Você é homem, americano, branco, heterossexual e não usa drogas. Corre o ano de 1989. Faz um exame de sangue, desses descompromissados e, após alguns dias, recebe a notícia: HIV positivo. O médico sente muito, mas a morte é inevitável. Se quiser, você pode fazer outro exame, mas a chance de que não esteja contaminado é bem pequena: uma em mil.

Aconteceu com Leonard Mlodinow, físico do Caltech (Instituto de Tecnologia da Califórnia) que já havia escrito o livro “Uma Nova História do Tempo” com Stephen Hawking. “É difícil descrever (…) como passei aquele fim-de-semana; digamos apenas que não fui à Disneylândia”, escreve em “O Andar do Bêbado”, seu novo livro, recém-lançado no Brasil.

Talvez o médico de Mlodinow fosse ótimo. Mas não serviria como estatístico.

Isso porque, em 1989, nos EUA, uma em cada 10 mil pessoas nas condições citadas estava infectada pelo HIV. Imagine que essas 10 mil fizessem exames. O único soropositivo receberia, possivelmente, uma notícia ruim.

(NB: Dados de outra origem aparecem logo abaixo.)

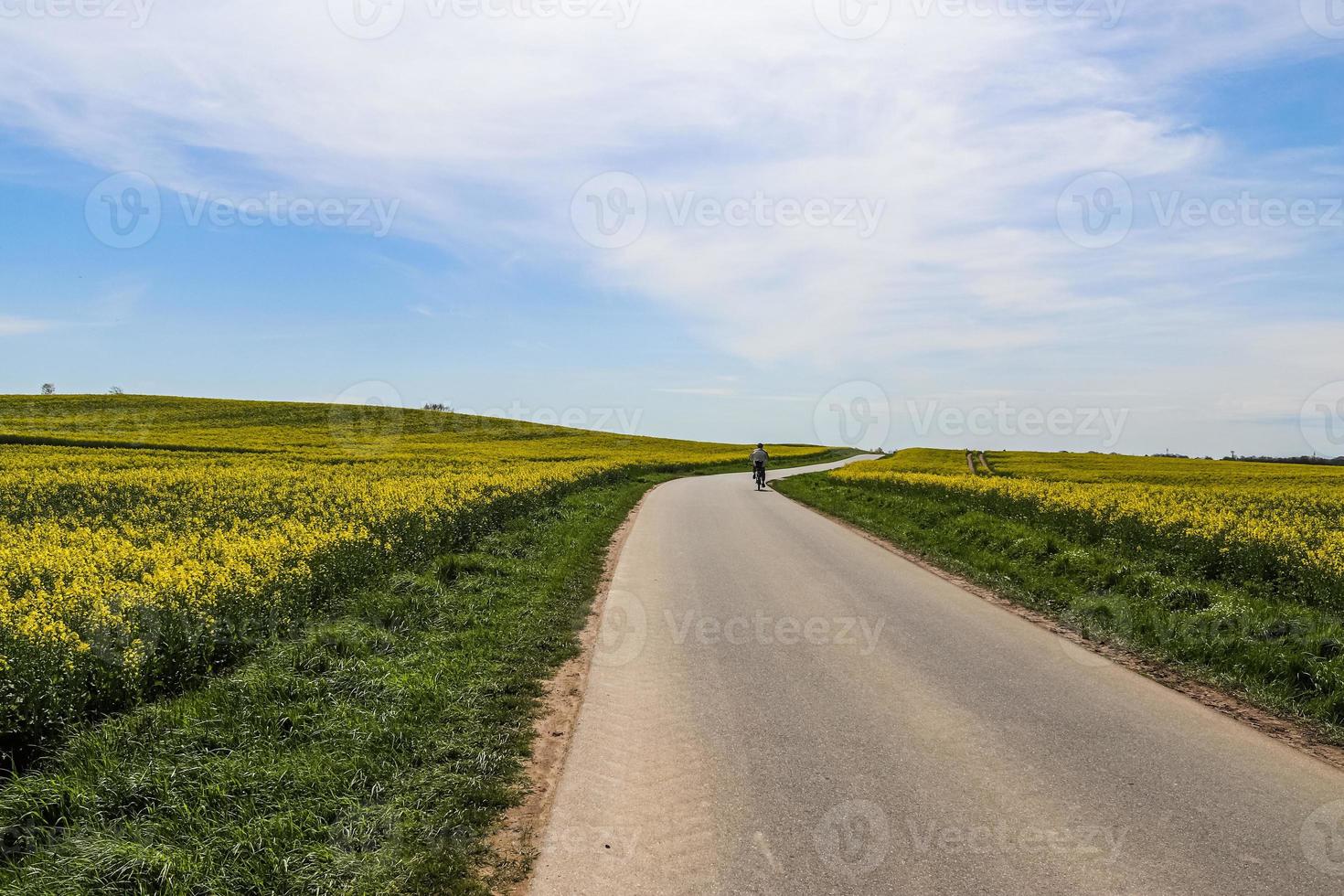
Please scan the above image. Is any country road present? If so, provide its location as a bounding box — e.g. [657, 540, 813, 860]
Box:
[531, 459, 1344, 896]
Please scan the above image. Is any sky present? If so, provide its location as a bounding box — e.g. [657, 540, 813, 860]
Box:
[0, 0, 1344, 457]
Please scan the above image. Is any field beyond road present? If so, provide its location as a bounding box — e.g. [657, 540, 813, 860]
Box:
[532, 454, 1344, 896]
[781, 449, 1344, 741]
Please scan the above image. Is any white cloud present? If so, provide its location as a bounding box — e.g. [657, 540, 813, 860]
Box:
[0, 0, 1340, 440]
[0, 315, 55, 336]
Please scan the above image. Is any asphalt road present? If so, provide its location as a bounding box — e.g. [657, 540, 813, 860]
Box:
[532, 459, 1344, 896]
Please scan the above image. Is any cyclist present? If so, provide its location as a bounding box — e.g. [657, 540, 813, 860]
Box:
[752, 442, 770, 489]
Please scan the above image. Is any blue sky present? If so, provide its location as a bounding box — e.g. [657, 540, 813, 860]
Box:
[0, 0, 1344, 455]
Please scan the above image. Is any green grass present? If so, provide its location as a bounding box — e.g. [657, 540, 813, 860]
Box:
[775, 475, 1344, 743]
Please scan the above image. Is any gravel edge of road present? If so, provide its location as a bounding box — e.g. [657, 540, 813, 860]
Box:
[491, 482, 666, 896]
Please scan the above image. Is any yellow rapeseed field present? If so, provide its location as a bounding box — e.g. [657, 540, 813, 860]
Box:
[832, 449, 1344, 609]
[0, 396, 818, 750]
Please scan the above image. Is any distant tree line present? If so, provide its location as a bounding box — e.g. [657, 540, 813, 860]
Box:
[1223, 454, 1344, 466]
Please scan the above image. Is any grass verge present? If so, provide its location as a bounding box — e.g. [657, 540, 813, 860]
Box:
[774, 475, 1344, 744]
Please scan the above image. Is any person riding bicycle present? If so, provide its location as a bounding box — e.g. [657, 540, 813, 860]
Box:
[752, 442, 770, 487]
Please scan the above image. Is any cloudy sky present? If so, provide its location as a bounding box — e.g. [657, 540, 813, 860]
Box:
[0, 0, 1344, 455]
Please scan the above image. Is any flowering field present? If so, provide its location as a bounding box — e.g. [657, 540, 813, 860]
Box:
[832, 449, 1344, 612]
[0, 396, 818, 753]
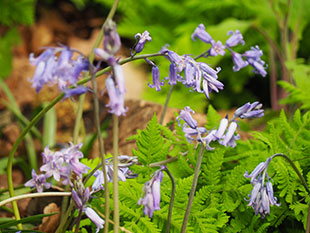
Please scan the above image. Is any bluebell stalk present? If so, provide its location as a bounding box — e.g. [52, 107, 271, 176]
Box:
[25, 169, 52, 193]
[161, 47, 224, 98]
[192, 24, 267, 77]
[72, 178, 104, 233]
[234, 101, 264, 119]
[138, 168, 163, 218]
[94, 20, 128, 116]
[25, 143, 90, 192]
[244, 157, 280, 218]
[92, 155, 138, 192]
[176, 102, 264, 150]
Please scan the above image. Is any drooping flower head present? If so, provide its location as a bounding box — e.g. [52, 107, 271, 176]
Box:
[192, 23, 213, 43]
[244, 157, 280, 218]
[234, 101, 264, 119]
[103, 19, 121, 55]
[225, 30, 245, 48]
[25, 169, 52, 193]
[135, 31, 152, 53]
[29, 46, 89, 98]
[92, 155, 138, 192]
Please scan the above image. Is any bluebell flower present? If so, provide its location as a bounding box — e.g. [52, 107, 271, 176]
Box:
[25, 169, 52, 193]
[92, 155, 138, 192]
[192, 24, 213, 44]
[244, 157, 280, 218]
[29, 46, 89, 94]
[106, 76, 128, 116]
[225, 30, 245, 47]
[138, 169, 163, 218]
[84, 207, 105, 233]
[103, 19, 121, 55]
[234, 101, 264, 119]
[135, 31, 152, 53]
[231, 51, 249, 72]
[168, 63, 178, 86]
[148, 65, 165, 91]
[219, 121, 240, 147]
[209, 40, 225, 57]
[72, 179, 104, 233]
[177, 106, 198, 129]
[242, 45, 267, 77]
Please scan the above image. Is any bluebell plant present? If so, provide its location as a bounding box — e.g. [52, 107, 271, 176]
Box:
[244, 157, 280, 218]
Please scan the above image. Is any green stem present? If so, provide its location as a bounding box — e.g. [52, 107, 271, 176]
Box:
[163, 167, 175, 233]
[159, 85, 174, 124]
[149, 156, 178, 167]
[306, 202, 310, 233]
[181, 144, 205, 233]
[74, 209, 83, 233]
[73, 94, 85, 144]
[271, 153, 310, 233]
[7, 53, 163, 227]
[0, 192, 71, 206]
[113, 114, 119, 233]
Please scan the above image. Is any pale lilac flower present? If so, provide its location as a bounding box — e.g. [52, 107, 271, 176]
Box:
[209, 40, 225, 57]
[25, 169, 52, 193]
[219, 121, 240, 147]
[234, 101, 264, 119]
[242, 45, 263, 60]
[103, 20, 121, 55]
[192, 24, 213, 43]
[177, 106, 198, 129]
[225, 30, 245, 47]
[244, 157, 280, 218]
[84, 207, 104, 233]
[168, 63, 177, 86]
[138, 169, 163, 218]
[63, 86, 88, 100]
[231, 51, 249, 72]
[182, 123, 207, 142]
[201, 129, 218, 150]
[106, 76, 128, 116]
[148, 65, 165, 91]
[29, 46, 89, 95]
[92, 155, 138, 192]
[242, 45, 267, 77]
[72, 183, 104, 233]
[135, 31, 152, 53]
[247, 58, 267, 77]
[214, 115, 228, 139]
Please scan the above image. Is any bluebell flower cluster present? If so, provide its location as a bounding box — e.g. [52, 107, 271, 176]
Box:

Mas, como um em cada mil exames dá o resultado errado, dez pessoas saudáveis também a receberiam.

Ou seja, nessas condições, de cada 11 pessoas que recebiam o veredicto “HIV positivo”, apenas uma realmente estava contaminada. A porcentagem de “falsos positivos” é dez vezes maior que a de “verdadeiros positivos”. Faria, então, mais sentido que Mlodinow não deixasse de ir à Disneylândia. No final, soube que não tinha HIV.

Mas dificuldades com probabilidades não são exclusividade do médico de Mlodinow. Humanos desprezam a presença do aleatório nas suas vidas –nossos cérebros são programados para achar padrões, mesmo quando não existem.

Isso vai desde coisas evidentemente desprovidas de sentido (como usar uma mesma meia velha em jogos do Brasil) até situações mais sérias.

Jegue estabanado

Nesse sentido, é muito comum considerar que sucessos ou fracassos são resultado exclusivamente da nossa competência. Em boa medida são, claro, mas quanta aleatoriedade está envolvida nisso?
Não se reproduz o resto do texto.